Why This Matters for AI and Automation
- Multi-reward RLHF is the production default. Single-reward training is a research simplification. Any real alignment pipeline - whether for assistants, agents, or domain-specific models - combines at least correctness, safety, and format signals. This paper exposes a silent failure mode that practitioners likely already hit without knowing the cause.
- Drop-in fix with no architectural change. GDPO is a normalization schedule change, not a new algorithm. It requires no changes to model architecture, reward model design, or rollout strategy. The integration cost is low relative to the reliability gain.

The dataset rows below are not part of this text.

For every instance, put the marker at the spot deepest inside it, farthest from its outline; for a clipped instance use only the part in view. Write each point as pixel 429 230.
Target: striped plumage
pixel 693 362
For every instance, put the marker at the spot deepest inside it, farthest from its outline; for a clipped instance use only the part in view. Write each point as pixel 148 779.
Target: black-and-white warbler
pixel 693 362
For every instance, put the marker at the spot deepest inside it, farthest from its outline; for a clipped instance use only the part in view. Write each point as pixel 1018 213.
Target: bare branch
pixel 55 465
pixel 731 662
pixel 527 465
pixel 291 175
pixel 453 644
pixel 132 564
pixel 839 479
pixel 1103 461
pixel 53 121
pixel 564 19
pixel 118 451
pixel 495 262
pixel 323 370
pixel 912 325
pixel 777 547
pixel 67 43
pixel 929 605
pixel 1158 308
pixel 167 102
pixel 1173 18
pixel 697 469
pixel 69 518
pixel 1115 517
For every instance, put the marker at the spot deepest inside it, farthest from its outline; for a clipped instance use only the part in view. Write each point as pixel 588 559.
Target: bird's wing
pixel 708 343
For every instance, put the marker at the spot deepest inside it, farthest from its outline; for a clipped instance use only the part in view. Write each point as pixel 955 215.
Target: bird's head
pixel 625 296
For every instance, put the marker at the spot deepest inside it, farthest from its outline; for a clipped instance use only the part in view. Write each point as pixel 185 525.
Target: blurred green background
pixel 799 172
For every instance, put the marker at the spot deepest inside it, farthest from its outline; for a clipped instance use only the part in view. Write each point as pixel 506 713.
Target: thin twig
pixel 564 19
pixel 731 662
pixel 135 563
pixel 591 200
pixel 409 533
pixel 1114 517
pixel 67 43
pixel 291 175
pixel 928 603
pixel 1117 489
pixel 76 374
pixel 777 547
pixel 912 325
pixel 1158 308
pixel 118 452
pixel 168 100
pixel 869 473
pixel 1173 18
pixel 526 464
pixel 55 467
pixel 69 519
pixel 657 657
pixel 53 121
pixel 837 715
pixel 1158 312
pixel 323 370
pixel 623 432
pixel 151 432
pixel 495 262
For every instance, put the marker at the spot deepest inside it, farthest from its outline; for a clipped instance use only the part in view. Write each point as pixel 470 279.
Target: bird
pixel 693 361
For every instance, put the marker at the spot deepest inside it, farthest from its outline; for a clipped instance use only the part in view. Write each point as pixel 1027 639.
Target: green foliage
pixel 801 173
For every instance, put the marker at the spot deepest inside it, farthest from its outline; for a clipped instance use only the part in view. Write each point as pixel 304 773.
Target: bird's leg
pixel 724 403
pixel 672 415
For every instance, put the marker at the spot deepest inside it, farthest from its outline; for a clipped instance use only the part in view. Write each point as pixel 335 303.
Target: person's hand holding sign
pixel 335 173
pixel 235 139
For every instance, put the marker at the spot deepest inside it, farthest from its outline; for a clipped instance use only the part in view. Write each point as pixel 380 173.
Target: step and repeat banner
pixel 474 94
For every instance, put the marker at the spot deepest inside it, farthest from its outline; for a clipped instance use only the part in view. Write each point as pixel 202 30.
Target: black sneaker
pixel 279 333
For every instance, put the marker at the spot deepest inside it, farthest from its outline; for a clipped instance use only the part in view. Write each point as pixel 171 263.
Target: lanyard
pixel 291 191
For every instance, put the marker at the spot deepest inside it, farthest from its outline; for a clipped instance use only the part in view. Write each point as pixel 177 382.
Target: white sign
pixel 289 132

- Training stability directly reduces compute waste. The GRPO collapse on math at step 400 means hours of GPU time and reward model queries are lost to a failed run. GDPO eliminates this category of failure, making RL fine-tuning runs more predictable and resource-efficient at scale.
- Reward conditioning is broadly applicable. The insight that reward difficulty disparities require gating, not just reweighting, generalizes to any pipeline where one signal is harder to satisfy than another - a common scenario in enterprise LLM fine-tuning for structured output or compliance requirements.
My Take
This is an important paper precisely because it is narrow and empirically honest. The contribution is not a new architecture or a new training paradigm - it is a documented failure mode in a widely adopted method, with a principled fix and rigorous ablations. The collapse behavior GRPO exhibits at step 400 in math training is the kind of issue that would appear in an internal experiment as "unstable training run" and get attributed to hyperparameters or data quality. The team here does the work to isolate the cause: advantage homogenization from pre-normalization aggregation. The solution, decoupled group normalization, is elegant and the ablation showing GRPO w/o std still fails on format rewards is particularly well-designed - it rules out the obvious partial fix before proposing the full one. The open question is whether GDPO's advantage of preserving per-reward resolution holds when reward count grows to five or more signals, as some enterprise alignment pipelines require, or when rewards are correlated rather than independent. The paper tests up to two rewards, and the interaction dynamics in higher-dimensional reward spaces remain unexplored.
Discussion question: If GRPO's normalization collapses advantages when rewards are aggregated before normalization, what does this imply about reward model design choices - specifically, should practitioners design reward models that output independent scalar signals rather than composite scores, even when the behaviors being evaluated are inherently correlated?